Data structure learning sorting

xiaoxiao2021-03-06  41

The routines behind the test program are sorted to the array, and the use of static linked lists also apply to the sort of the linked list. For simplicity, only the single key code is sorted, and the last result is arranged in an ascending order from beginning to tail. Below is a unified test program:

#include #include using namespace std; #include #include #include #include "insertsort.h" #define random (NUM) (Rand) ()% (NUM) # Define Randomize () SRAND ((unsigned) Time (NULL)) # Define N 1000 // Sort Element #define Sort InsertSort // Sort Method Class Timer // Unit MS {PUBLIC: Void Start () {start_t = clock ();} clock_t time () {return (clock () - start_t);} private: clock_t start_t;}; int KCN, RMN; Timer Timer; Void Test (int A []) { Timer.Start (); sort (a, n, kcn, rmn); cout << "TTIMESPARED:" << Timer.Time () << "ms" << endl; cout << "kcn =" << Left << SETW (11) << kcn; cout << "KCN / N =" << Left << SETW (11) << (double) KCN / N; cout << "KCN / N ^ 2 = "<< Left << SETW (11) << (double) KCN / N / N; cout <<" KCN / NLOGN = "<< Left << SETW (11) << (double) KCN / N / LOG (Double) N) * log (2.0) << endl; cout << "RMN =" << Left << setw (11) << RMN; cout << "RMN / N = << Left << setw 11) << (double) RMN / N; cout << "RMN / N ^ 2 =" << Left << setw (11) << (double) RMN / N / N; cout << "RMN / NLOGN = "<< Left << SETW (11) << (double) RMN / N / LOG ((( Double) * log (2.0) << end1;} int main () {INT i; // randomize (); In order to compare each sort algorithm in the same case, do not add this sentence int * ascending = new int [N ]; // Demcending = new int = new int * randomness = new int * randomness = new int =N]; // Random sequence for (i = 0; i

) SWAP (Randomness [I], randomness [random (n)]); cout << "sort assending n =" << n; testing; cout << "sort randomness n = << n; test (TEST) Randomness); cout << "sort descending n =" << n; testing; return 0;} Need to explain a point, KCN (number of keyword comparisons), RMN (number of recordings) is not algorithm, In order to have an intuitive evaluation of the performance of the algorithm (without those formulas calculated). Sorting more than 10,000 integer should be the most surprising test means. It is recommended not to increase the number of records. First, in the worst case, it is necessary to wait for too long. When it is worse, the number of records may overflow, causing the program to crash.

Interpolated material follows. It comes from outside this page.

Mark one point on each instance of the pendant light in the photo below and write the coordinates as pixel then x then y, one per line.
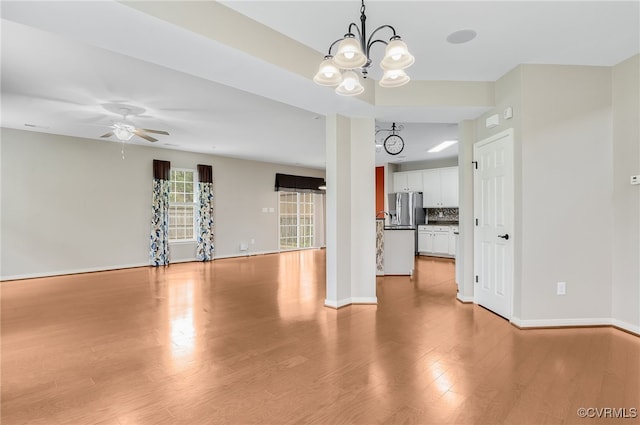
pixel 354 52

Insert Sort Basic Thought is that a record of to be sorted, inserted into the appropriate position of the recorded record in front of its key code, and can be tail from the head. Direct insertion

Template void insertsort (t a [= 0) {kcn = 0; RMN = 0; for (INT i = 1; i 0 && kcn && temp

This is the case after a streamlined:

Template void insertsort (T a [= 1; I 0 && Temp

Test Results:

Sort ascending n = 10000 Timespared: 0mskcn = 9999 kcn / n = 0.9999 kcn / n ^ 2 = 9.999E-005 kcn / nlogn = 0.07525RMN = 1999 RMN / N = 1.9998 RMN / N ^ 2 = 0.00019998 RMN / NLOGN = 0.1505 sort randomness N = 10000 TimeSpared: 330msKCN = 24293730 KCN / N = 2429.37 KCN / N ^ 2 = 0.242937 KCN / NlogN = 182.829RMN = 24303739 RMN / N = 2430.37 RMN / N ^ 2 = 0.243037 RMN / NlogN = 182.904Sort descending N = 10000 Timespared: 711 mskcn = 49995000 kcn / n ^ 2 = 0.49995 kcn / nlogn = 376.25 RMN = 50014998 RMN / N = 5001.5 RMN / N ^ 2 = 376.4 It can be seen that the average performance Approximate to N2 / 4, there is no deception (nonsense, how many people do how many tests have been drawn). This sorting method can be obtained by folding the search strategy in the direct insertion sort by order search. Obviously, only KCN can only reduce RMN, and the performance improvement can be increased.

Template void binaryinsertsort (T a [= 0) {kcn = 0; RMN = 0; for (INT i = 1; i = low; j -) {a [j 1] = a [j]; rmn ;} // Record after movement A [low] = Temp; RMN ; // Insert}}}

Test Results:

Sort ascending N = 10000 TimeSpared: 0msKCN = 123617 KCN / N = 12.3617 KCN / N ^ 2 = 0.00123617 KCN / NlogN = 0.930311RMN = 19998 RMN / N = 1.9998 RMN / N ^ 2 = 0.00019998 RMN / NlogN = 0.1505Sort randomness N = 10000 TimeSpared: 320msKCN = 118987 KCN / N = 11.8987 KCN / N ^ 2 = 0.00118987 KCN / NlogN = 0.895466RMN = 24303739 RMN / N = 2430.37 RMN / N ^ 2 = 0.243037 RMN / NlogN = 182.904Sort descending N = 10000 TimeSpared : 631mskcn = 113631 kcn / n = 11.3631 kcn / n ^ 2 = 0.00113631 kcn / nlogn = 0.855158RMN = 5001.5 RMN / N ^ 2 = 0.50015 RMN / NLOGN = 376.4 can see KCN approximation NLOG2N, there is A certain performance is improved. Table Insert Sort If you use the "pointer" to indicate the order in the record, you can avoid a lot of record movement, of course, or finally rearrange it according to the "pointer". Natural, folding is not used here.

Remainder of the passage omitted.